Most of the Daniel Johnston fans I know have suffered through at least some degree of mental illness, and personally, I think it’s no coincidence that I was drawn to his music only recently, when I accepted my own depression and anxiety as something to fight against rather than just a personality quirk.
Daniel Johnston is at once an easy and extremely difficult person to talk about. While we can draw what we will from his story as we retell it, few can truly sympathize with his experience. And while he thrives on making connections with listeners, it’s the deep reverence of his fans that pushed him toward a level of notoriety that harmed him.
Cavolo notes in the novel’s introduction that “Daniel does things as a child does things, for fun, to fulfill a vital need and without worrying about what people might say, something that arrests the rest of us adults so greatly.”

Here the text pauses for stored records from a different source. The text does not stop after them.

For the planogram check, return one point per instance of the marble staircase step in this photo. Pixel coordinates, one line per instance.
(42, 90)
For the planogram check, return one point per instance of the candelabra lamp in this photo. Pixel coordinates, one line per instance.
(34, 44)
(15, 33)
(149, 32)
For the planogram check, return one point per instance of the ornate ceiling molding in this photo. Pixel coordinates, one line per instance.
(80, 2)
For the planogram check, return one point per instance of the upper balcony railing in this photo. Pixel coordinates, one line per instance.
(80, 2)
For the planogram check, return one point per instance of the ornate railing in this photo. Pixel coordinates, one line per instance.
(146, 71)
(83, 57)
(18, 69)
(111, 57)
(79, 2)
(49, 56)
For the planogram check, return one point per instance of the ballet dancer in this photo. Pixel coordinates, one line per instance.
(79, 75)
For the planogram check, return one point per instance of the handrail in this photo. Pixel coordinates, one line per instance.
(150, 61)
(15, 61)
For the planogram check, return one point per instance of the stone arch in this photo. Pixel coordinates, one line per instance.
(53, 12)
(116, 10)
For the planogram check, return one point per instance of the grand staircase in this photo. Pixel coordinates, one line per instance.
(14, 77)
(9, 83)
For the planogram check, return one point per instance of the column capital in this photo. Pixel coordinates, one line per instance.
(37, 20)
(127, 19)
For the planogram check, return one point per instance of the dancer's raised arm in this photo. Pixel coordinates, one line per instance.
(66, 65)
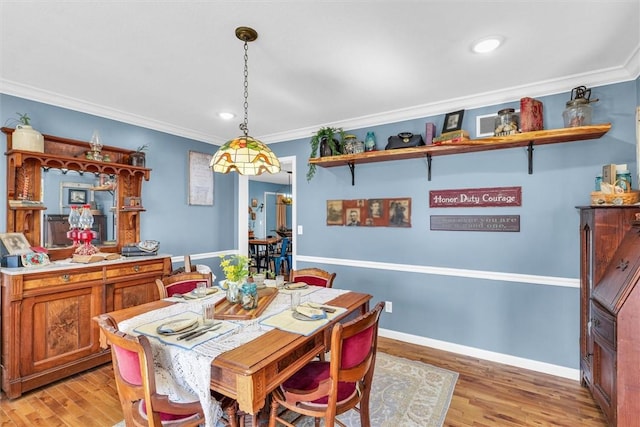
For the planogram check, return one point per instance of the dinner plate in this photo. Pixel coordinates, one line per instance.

I do think that it’s primarily this authenticity that attracts me and so many others to Daniel and his music. In a culture that praises authenticity to a point where it can be deconstructed and mass-produced (lo-fi filters and faux wood-grain), it somehow makes sense that the only real authenticity is madness—some state of mind completely outside of pretense. But the really cool thing about Daniel is that he doesn’t care about any of that shit. He didn’t choose authenticity, and he didn’t choose the crazy story of his life; it all just happened to him like an exhilarating nightmare. And the story isn’t over yet—Daniel’s in a more stable place now, and he still draws and sings painfully honest songs like “I’m Nervous” and “Never Relaxed.”
“I really admire Daniel,” Cavolo writes, “principally for two reasons. “The first and foremost is his ability to fight. Ever since he was very young, he has been sure of his objective of succeeding doing what he loves. And despite receiving lots of blows, he has always been able to get up and keep working on it.”
The Incantations of Daniel Johnston, by Ricardo Cavolo & Scott McClanahan. Columbus, Ohio: Two Dollar Radio, July 2016. 132 pages. $17.95, paper.
Karl Schroeder writes, studies, teaches, edits, and gazes into the abyss in Marquette, Michigan.